A homónima Hayley Squires (a mãe desamparada de Eu, Daniel Blake, de Ken Loach) é quem dá corpo à protagonista, e a crítica britânica não tem senão elogios a fazer-lhe. À sua capacidade de retratar uma mulher tão forte e resiliente quanto consciente de que o poder reside quase integralmente nas mãos dos homens que dominam a indústria; de que é sobre as mulheres que recai o ónus de levar o acto sexual um pouco mais longe, de o tornar um pouco mais ousado e transgressor, para que alguém pague para o ver num tempo em que toda a gente quer tudo de graça. Significando isso que as personagens masculinas são uns pulhas manipuladores e opressores? Não. Há momentos de confraternização, de amizade, de brincadeira, de dúvidas sobre o trabalho – tal como em qualquer escritório. A abordagem de Adult Material não é a preto e branco, não é binária. E no entanto lá estão as relações desiguais de poder, a coerção directa ou velada, a disponibilização do corpo, assim como as consequências para a saúde mental tanto de quem participa nestes vídeos como para os seus. A vida escolar de Phoebe (Alex Jarrett), a filha adolescente de Hayley, por exemplo, não é nada facilitada pelo trabalho da mãe – que, além do mais, ainda lhe dá conselhos estarrecedores sobre consentimento, desculpabilizando os ímpetos masculinos.

Esta produção original do Channel 4 (que, entre muitas outras coisas, nos deu Black Mirror) é uma obra de e sobre mulheres.
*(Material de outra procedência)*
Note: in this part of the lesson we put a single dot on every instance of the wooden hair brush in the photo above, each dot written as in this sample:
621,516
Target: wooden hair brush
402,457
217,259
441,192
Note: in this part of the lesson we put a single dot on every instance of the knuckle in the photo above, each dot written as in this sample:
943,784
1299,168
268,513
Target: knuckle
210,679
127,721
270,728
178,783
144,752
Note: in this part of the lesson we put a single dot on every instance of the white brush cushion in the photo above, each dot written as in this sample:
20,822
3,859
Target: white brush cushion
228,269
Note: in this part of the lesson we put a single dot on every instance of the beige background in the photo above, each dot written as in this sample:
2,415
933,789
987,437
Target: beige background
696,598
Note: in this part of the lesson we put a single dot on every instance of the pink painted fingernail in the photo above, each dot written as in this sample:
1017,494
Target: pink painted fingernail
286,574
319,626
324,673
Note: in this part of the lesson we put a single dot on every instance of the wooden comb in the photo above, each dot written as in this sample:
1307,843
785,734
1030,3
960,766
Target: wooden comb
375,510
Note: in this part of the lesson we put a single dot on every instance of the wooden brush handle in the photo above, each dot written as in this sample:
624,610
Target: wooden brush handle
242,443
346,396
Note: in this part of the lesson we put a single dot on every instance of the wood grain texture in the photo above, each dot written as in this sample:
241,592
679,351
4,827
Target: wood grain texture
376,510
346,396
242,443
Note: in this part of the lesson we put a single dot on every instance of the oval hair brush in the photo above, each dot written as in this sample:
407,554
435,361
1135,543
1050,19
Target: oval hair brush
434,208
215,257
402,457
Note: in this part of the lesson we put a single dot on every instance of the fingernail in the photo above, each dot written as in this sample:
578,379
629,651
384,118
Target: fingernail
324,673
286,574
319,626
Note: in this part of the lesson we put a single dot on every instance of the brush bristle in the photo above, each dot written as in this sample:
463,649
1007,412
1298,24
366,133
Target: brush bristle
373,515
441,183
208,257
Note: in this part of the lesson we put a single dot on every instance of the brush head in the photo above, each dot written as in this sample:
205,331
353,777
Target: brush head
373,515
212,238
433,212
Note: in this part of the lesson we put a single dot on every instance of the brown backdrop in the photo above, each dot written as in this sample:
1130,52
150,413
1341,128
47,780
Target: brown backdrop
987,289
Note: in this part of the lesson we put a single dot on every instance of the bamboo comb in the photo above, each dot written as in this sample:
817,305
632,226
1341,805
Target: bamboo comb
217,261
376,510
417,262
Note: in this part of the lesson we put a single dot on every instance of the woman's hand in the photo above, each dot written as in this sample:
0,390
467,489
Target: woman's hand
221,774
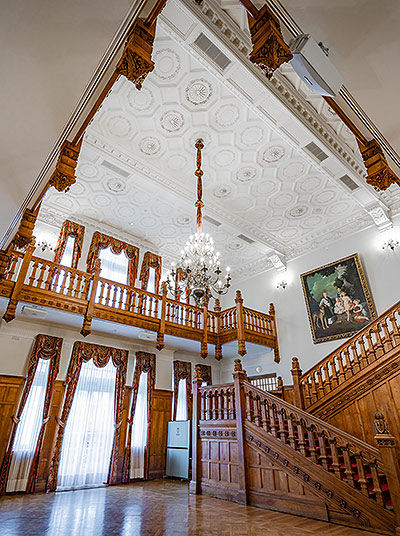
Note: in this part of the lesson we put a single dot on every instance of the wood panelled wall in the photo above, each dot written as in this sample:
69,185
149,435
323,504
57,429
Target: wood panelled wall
10,390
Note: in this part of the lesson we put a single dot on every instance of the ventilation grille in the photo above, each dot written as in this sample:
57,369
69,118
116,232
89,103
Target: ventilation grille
211,220
348,181
216,56
246,239
114,168
316,151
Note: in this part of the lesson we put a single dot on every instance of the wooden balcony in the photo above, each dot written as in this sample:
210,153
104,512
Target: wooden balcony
34,280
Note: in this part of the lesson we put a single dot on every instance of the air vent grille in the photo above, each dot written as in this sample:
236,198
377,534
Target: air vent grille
246,239
316,151
114,168
348,181
205,45
211,220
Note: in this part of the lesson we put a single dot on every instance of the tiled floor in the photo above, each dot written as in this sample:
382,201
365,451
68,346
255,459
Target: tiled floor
150,509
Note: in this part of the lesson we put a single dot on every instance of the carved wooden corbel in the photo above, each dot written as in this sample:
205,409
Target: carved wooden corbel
269,48
64,175
136,63
25,230
379,174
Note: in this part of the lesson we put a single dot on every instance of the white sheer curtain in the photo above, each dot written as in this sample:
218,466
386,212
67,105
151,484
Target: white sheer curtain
115,268
139,429
89,432
28,430
181,404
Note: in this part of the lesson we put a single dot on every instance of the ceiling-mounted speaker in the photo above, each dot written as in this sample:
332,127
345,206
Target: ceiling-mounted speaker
312,64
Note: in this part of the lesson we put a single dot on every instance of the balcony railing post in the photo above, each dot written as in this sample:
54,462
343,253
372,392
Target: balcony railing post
87,321
195,487
13,301
204,341
240,324
161,329
275,334
218,346
297,390
388,449
240,407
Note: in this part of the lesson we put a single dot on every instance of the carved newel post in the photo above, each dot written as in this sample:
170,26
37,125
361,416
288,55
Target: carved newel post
239,375
389,452
194,487
87,321
297,389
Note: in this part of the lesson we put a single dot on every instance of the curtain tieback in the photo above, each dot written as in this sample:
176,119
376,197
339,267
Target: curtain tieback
60,422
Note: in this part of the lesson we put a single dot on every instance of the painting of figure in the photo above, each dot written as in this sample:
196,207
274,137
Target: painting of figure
338,299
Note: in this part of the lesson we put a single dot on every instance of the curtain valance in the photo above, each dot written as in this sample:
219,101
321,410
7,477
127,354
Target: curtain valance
70,228
150,260
103,241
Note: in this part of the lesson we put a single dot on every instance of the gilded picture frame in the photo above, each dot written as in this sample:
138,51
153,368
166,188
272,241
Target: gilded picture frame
338,299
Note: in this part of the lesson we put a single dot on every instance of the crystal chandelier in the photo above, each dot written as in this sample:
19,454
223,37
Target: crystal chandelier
198,271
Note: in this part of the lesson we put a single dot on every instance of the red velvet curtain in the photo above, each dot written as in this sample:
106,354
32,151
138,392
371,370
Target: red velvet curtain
145,362
102,241
45,347
70,228
83,351
182,371
150,260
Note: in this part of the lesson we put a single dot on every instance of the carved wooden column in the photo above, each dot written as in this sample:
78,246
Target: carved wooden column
13,301
277,357
239,375
203,348
87,321
269,48
240,324
297,390
64,176
161,329
194,487
218,346
389,452
379,174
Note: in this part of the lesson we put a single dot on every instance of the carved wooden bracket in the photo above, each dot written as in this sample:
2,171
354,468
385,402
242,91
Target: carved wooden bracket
63,176
269,48
136,63
25,230
379,174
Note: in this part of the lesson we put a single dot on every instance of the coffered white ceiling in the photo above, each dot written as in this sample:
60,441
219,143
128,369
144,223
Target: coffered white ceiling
135,172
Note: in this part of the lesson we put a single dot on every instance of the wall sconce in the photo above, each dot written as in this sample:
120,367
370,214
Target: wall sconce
391,244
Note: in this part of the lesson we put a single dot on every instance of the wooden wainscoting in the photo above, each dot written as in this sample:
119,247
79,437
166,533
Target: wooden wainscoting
160,415
10,391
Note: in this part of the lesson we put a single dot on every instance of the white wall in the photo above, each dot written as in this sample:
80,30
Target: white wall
382,270
17,337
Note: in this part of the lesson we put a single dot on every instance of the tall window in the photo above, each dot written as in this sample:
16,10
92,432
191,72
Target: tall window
28,430
139,429
89,432
181,405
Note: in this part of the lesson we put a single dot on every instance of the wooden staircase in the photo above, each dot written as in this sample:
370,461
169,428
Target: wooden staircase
252,447
361,375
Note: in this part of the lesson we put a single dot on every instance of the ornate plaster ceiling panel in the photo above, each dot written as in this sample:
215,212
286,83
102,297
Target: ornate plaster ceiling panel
255,182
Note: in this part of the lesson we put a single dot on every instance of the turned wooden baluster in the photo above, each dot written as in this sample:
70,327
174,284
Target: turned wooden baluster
301,441
311,443
361,473
323,458
256,410
335,457
348,471
376,484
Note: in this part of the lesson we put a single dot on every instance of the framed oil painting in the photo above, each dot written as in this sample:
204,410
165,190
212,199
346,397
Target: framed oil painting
338,299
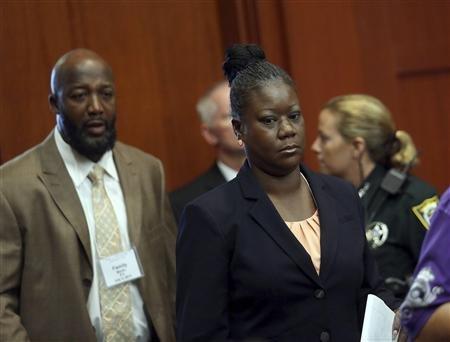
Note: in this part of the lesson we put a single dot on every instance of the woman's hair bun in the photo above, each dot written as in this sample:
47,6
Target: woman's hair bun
240,56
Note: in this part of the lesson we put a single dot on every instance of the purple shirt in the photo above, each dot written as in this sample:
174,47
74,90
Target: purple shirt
431,286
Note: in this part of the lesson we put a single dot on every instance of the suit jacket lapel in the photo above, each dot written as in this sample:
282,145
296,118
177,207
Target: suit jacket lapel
131,191
268,218
60,186
328,221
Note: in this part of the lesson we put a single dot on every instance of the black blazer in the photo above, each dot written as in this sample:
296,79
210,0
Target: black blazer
203,183
242,275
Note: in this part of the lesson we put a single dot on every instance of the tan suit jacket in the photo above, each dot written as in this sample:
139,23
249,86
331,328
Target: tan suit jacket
45,254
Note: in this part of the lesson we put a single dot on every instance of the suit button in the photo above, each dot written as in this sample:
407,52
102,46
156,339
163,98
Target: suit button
319,294
324,336
87,282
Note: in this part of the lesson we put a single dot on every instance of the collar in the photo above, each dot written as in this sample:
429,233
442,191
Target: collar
78,165
227,172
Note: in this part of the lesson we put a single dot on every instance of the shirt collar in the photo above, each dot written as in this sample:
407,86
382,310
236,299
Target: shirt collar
227,172
79,166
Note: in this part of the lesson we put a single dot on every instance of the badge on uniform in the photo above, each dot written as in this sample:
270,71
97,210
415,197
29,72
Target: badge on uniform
425,210
376,234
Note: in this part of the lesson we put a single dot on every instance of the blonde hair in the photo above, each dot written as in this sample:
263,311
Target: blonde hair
367,117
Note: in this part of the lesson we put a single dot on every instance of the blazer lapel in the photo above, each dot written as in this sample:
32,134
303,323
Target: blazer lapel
131,191
60,186
329,221
268,218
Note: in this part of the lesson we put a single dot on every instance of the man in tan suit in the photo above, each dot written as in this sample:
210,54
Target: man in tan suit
53,279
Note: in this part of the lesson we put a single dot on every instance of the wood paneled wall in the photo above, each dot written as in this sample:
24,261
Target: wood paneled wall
166,53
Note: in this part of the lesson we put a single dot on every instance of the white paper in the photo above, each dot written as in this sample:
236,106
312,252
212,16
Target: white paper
378,319
121,267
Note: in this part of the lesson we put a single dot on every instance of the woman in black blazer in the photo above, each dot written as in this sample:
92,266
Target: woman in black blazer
242,273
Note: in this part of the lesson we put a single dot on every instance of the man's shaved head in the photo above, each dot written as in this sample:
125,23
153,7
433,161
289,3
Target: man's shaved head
83,99
68,62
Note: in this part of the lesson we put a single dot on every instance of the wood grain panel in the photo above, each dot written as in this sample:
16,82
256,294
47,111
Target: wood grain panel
164,55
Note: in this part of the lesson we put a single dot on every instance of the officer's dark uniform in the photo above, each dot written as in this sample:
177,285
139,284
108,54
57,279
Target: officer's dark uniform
396,225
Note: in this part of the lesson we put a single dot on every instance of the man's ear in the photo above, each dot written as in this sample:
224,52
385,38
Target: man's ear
359,147
53,102
238,128
208,135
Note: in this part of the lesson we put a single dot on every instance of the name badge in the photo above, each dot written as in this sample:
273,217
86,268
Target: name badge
121,267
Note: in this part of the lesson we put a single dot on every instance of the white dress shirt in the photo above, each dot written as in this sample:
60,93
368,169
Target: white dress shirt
79,167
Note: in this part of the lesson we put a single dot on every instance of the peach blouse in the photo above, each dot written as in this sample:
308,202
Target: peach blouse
307,233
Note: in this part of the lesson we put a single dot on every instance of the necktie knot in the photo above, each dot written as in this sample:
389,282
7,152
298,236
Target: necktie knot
96,174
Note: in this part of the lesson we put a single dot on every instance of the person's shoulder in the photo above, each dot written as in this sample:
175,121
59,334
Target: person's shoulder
22,163
418,189
332,183
421,198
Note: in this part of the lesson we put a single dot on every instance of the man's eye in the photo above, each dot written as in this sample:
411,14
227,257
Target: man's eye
78,96
107,95
268,120
294,115
323,138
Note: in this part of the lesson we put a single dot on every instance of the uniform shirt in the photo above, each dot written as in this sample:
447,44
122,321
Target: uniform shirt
431,286
79,168
396,223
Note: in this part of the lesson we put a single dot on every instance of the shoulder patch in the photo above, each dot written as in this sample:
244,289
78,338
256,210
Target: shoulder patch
425,210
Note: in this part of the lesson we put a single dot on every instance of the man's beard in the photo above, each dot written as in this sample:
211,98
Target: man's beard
88,146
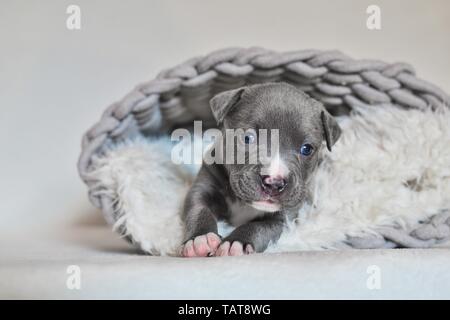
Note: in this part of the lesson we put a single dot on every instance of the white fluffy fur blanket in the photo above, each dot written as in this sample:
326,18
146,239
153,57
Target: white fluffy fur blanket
390,169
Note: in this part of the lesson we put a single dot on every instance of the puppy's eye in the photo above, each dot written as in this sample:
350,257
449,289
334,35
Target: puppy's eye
249,138
306,149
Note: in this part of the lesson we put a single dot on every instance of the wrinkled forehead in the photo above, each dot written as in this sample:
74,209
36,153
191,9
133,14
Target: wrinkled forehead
293,114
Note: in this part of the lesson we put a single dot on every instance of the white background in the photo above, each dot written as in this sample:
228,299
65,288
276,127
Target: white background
55,83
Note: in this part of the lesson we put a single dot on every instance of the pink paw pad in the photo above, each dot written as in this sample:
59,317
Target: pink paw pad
234,249
201,246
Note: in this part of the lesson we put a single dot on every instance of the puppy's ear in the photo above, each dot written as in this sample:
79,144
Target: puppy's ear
222,103
331,129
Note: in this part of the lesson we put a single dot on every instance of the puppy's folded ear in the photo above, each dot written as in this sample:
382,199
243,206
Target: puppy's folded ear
331,129
222,103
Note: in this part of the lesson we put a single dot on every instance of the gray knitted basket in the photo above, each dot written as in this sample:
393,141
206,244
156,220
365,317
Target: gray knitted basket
181,94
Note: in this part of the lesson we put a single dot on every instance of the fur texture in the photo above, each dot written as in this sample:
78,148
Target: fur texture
390,168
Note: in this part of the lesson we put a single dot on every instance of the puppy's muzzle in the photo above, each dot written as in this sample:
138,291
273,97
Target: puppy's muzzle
273,185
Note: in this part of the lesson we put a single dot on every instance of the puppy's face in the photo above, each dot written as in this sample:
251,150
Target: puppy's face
280,177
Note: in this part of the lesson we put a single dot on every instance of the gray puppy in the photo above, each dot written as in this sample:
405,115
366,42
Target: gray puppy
257,198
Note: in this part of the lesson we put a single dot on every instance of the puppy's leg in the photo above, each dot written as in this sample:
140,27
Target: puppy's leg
203,204
252,237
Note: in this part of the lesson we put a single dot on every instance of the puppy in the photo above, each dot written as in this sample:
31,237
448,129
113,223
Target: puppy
258,197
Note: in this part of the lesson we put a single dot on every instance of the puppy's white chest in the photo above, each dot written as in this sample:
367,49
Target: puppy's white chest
241,213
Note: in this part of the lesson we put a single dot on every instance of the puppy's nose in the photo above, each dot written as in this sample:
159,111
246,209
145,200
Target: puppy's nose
273,185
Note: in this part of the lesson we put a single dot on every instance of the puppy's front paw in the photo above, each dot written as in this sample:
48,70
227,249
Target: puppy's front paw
235,248
201,246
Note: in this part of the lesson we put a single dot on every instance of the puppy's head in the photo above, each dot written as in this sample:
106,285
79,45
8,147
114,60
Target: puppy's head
279,178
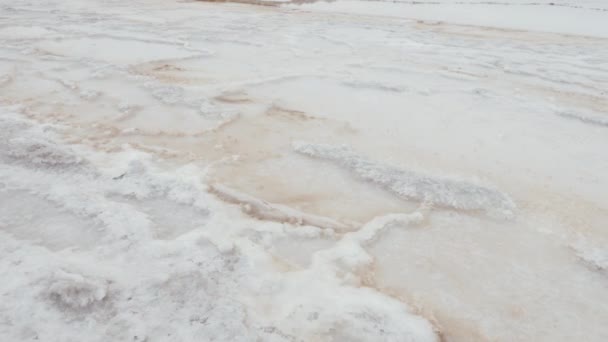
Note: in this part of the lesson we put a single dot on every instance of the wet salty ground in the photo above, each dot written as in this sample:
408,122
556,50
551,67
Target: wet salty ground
299,173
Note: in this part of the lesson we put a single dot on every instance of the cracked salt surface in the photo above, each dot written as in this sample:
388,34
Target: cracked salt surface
154,185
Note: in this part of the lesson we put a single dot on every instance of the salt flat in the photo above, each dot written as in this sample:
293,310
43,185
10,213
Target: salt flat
328,171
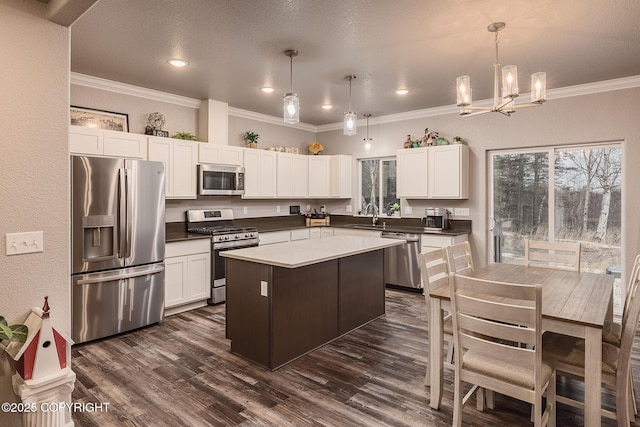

Escrita por Lucy Kirkwood e realizada por Dawn Shadforth (que até recentemente tinha sobretudo videoclipes no currículo, entre os quais vários de Kylie Minogue e Jamiroquai), Adult Material detém-se ainda sobre uma terceira personagem feminina: Amy (Siena Kelly), uma jovem de apenas 19 anos que entra na indústria para ganhar dinheiro enquanto recupera de uma lesão que a impede de dançar. Não é muito mais velha do que Phoebe, e Hayley vai dar-lhe a mão e tentar ajudá-la neste início, mas é ela, Amy, que vai mostrar o quão desestruturado, em termos pessoais, e impiedoso é este meio.

Como vão reagir a isso os consumidores habituais de pornografia? Apesar de o moralismo não ter aqui lugar – seja o puritano, à direita, seja o reivindicativo, à esquerda –, esta minissérie não se coíbe de nos mostrar os podres da pornografia, nem inibe o desejo de inquietar onanistas e amarelar-lhes as risadas. E esta nem deve ser da missa a metade.

HBO. Sex (Estreia).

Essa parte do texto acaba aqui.